MakeoverMonday: US Tuition Fees

Hi gang. Unfortunately, this week has seen time get away from me. This week in the UK is a Bank Holiday. You don’t need to cry me a river, but after three days away, a long drive home, and fatigue setting in, I’ve not had time to do a finished Makeover today. I’ve also spent a good long time catching up on this week’s #MakeoverMonday tweets – what an amazing effort everyone’s put in this week!

I did try out some ideas.

I tried a table
I tried a table

I spend ages trying to create a table using panel chart techniques, but I couldn’t find a way to make it right. I submit the above for this week’s Makeover, even though it simply did not work. There are some other ideas below. Or go check out my workbook.

This week’s original (click here)

This week’s original had a mix of good and bad.

The good:

  • I like the idea of mixing map and bar chart. You get the geography and a precise way to compare states.
  • The bar chart is sorted, so you can easily find the biggest and the smallest tuition fees.
  • The map has Hawaii and Alaska included, inside a compact space.

What I’d improve:

  • It’s crying out for interactivity! I want to hover over this and see some details, and link the map to the bar.
  • The colour scheme is really saturated.
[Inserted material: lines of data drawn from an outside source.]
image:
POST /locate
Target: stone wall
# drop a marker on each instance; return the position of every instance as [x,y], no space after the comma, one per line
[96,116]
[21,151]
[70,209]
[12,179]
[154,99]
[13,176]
It’s a bit too overwhelming, as if the whole thing HAS BEEN DESIGNED IN CAPS LOCK. I don’t know where to look first.
  • I do not like vertically oriented labels on the bar chart. If you want to label the bars, orient the bar chart vertically, too, and put it on the right-hand side of the map, not below it.

My other approaches included parameter driven highlighting, a butt-ugly small multiple state map and a small multiple area chart. They all had potential, but I’m out of time this week.